Department of Psychiatry, The Ohio State University Medical Center, Columbus, OH 43210, United States.
Vaccine. 2011 Nov 8;29(48):8982-7. doi: 10.1016/j.vaccine.2011.09.039. Epub 2011 Sep 22.
In the U.S., seasonal trivalent influenza virus vaccine (TIV) is currently universally recommended for all pregnant women. However, data on the maternal inflammatory response to vaccination is lacking and would better delineate the safety and clinical utility of immunization. In addition, for research purposes, vaccination has been used as a mild immune trigger to examine in vivo inflammatory responses in nonpregnant adults. The utility of such a model in pregnancy is unknown. Given the clinical and empirical justifications, the current study examined the magnitude, time course, and variance in inflammatory responses following seasonal influenza virus vaccination among pregnant women.
Women were assessed prior to and at one day (n=15), two days (n=10), or approximately one week (n=21) following TIV. Serum interleukin (IL)-6, tumor necrosis factor (TNF)-α, C-reactive protein (CRP), and macrophage migration inhibitory factor (MIF) were determined by high sensitivity immunoassay.
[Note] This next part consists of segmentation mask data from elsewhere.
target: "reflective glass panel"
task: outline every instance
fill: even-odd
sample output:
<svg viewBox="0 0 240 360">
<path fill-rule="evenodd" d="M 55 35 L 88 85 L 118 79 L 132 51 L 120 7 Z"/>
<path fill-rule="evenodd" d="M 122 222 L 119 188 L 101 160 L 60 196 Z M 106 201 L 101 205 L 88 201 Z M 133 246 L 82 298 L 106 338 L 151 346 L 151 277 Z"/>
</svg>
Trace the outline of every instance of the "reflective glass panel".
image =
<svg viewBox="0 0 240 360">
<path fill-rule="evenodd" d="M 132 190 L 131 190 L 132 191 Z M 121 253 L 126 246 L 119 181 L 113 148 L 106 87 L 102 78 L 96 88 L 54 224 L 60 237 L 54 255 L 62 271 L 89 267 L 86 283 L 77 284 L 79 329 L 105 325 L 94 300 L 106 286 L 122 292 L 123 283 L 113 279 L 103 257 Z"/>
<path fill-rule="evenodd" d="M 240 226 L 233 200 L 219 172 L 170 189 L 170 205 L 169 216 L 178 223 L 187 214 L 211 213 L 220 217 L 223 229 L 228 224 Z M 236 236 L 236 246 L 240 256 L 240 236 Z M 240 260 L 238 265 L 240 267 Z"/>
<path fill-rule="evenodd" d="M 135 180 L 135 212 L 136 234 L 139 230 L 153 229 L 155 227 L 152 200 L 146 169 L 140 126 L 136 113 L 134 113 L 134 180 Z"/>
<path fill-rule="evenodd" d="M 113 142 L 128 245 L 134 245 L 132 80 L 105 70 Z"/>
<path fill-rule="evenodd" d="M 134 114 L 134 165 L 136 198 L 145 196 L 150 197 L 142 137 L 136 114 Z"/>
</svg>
Significant increases in CRP were seen at one and two days post-vaccination (ps<05). A similar effect was seen for TNF-α, for which an increase at two days post-vaccination approached statistical significance (p=.06). There was considerable variability in magnitude of response; coefficients of variation for change at two days post-vaccination ranged from 122% to 728%, with the greatest variability in IL-6 responses at this timepoint.
Trivalent influenza virus vaccination elicits a measurable inflammatory response among pregnant women. There is sufficient variability in response for testing associations with clinical outcomes. As adverse perinatal health outcomes including preeclampsia and preterm birth have an inflammatory component, a tendency toward greater inflammatory responding to immune triggers may predict risk of adverse outcomes, providing insight into biological mechanisms underlying risk. The inflammatory response elicited by vaccination is substantially milder and more transient than seen in infectious illness, arguing for the clinical value of vaccination. However, further research is needed to confirm that the mild inflammatory response elicited by vaccination is benign in pregnancy.
在美国,季节性三价流感病毒疫苗(TIV)目前普遍建议所有孕妇接种。然而,关于母体对疫苗接种的炎症反应的数据尚缺乏,这将更好地描绘免疫接种的安全性和临床实用性。此外,出于研究目的,疫苗接种已被用作轻度免疫触发,以研究非孕妇成年人的体内炎症反应。这种模型在怀孕期间的应用尚不清楚。鉴于临床和经验依据,本研究检测了孕妇接种季节性流感病毒疫苗后炎症反应的幅度、时程和变异性。
在接种 TIV 前一天(n=15)和接种后一天(n=10)或大约一周(n=21)评估了女性。通过高灵敏度免疫测定法测定血清白细胞介素(IL)-6、肿瘤坏死因子(TNF)-α、C 反应蛋白(CRP)和巨噬细胞移动抑制因子(MIF)。
接种后一天和两天,CRP 显著增加(ps<0.05)。TNF-α也出现了类似的影响,接种后两天的增加接近统计学意义(p=.06)。反应幅度的变化存在相当大的差异;接种后两天的变化系数从 122%到 728%不等,在此时间点 IL-6 反应的变异性最大。
三价流感病毒疫苗接种会在孕妇中引起可测量的炎症反应。反应的变异性足以检测与临床结果的关联。由于不良围产期健康结局(包括子痫前期和早产)具有炎症成分,对免疫触发的炎症反应倾向更大可能预示着不良结局的风险,为风险的生物学机制提供了见解。疫苗接种引起的炎症反应比感染性疾病引起的炎症反应要轻得多,且更短暂,这证明了疫苗接种的临床价值。然而,需要进一步的研究来确认疫苗接种引起的轻度炎症反应在怀孕期间是良性的。